Docs are divided about health policy issues, FiercePracticeManagement previously reported, as half feel that the Affordable Care Act should remain in place and half would like to see it repealed, according to a survey from SERMO. The Great American Physician Survey, which was conducted during the primary election, also found that 45.9 percent of responding docs would like to see more federal regulation on insurers and 48.4 percent would like to see the next administration intervene on rising drug costs.

Physician’s Practice also met with doctors in key battleground states who pointed to healthcare’s “merger-mania,” improving prenatal care and continuing discussions on a potential public option as industry issues they’d like to see politicians put more focus on.

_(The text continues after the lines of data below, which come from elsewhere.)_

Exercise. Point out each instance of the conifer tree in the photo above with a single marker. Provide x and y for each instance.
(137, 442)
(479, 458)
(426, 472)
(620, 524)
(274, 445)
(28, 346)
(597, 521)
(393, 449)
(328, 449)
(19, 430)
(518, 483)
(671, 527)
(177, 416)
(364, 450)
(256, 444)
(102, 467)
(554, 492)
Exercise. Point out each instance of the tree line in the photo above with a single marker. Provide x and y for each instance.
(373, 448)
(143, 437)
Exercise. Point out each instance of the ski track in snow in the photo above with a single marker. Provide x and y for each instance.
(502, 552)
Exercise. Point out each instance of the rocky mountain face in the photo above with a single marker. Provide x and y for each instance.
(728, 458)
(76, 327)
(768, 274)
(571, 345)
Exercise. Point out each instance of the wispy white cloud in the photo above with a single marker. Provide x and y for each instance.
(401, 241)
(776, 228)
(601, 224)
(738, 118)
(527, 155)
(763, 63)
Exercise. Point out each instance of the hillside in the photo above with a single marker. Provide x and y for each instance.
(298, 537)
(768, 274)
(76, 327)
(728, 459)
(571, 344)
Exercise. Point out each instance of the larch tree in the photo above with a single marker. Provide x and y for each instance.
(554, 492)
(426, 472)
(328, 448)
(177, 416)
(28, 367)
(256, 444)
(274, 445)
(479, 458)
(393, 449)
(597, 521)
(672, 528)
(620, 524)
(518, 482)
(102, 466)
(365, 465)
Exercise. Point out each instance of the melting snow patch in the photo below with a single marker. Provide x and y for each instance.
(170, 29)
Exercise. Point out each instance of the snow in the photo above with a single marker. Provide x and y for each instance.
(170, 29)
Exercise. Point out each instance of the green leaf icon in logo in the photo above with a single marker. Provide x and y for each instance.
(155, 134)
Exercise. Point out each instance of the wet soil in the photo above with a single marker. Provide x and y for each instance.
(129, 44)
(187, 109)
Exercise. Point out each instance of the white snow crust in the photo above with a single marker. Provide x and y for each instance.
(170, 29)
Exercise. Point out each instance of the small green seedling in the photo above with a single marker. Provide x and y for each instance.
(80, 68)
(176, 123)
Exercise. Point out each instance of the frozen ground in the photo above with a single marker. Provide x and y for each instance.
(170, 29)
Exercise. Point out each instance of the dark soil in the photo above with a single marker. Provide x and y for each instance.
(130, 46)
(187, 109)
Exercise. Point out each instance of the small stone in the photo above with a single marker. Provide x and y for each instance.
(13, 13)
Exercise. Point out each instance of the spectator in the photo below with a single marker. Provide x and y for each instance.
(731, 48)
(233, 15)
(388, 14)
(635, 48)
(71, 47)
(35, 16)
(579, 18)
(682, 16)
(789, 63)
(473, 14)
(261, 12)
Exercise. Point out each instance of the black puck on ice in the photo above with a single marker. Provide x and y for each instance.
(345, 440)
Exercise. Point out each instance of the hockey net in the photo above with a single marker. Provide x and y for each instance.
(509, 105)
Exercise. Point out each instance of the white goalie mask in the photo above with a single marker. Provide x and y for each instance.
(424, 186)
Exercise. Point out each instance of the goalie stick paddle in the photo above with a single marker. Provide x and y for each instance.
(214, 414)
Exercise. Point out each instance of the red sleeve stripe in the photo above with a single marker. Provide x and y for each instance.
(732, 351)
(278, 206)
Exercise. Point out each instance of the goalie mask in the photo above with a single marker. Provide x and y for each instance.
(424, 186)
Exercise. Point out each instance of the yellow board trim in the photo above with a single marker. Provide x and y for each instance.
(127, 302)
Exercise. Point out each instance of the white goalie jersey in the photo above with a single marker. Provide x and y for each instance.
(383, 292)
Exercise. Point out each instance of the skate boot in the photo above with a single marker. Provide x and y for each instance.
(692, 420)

Physicians were also fairly evenly split on which party they backed, too, according to the Great American Physician Survey, which recorded responses from 1,300 docs across the country. Of the respondents, 45.6 percent said they would vote Republican, 40.2 percent said they would vote for a Democrat and 14.1 percent were unsure.

Studies have shown that doctors do not vote in large numbers, turning out at lower rates than the general population and other professionals like lawyers, FiercePracticeManagement previously reported, which has led to their peers calling for heavier doctor involvement in politics.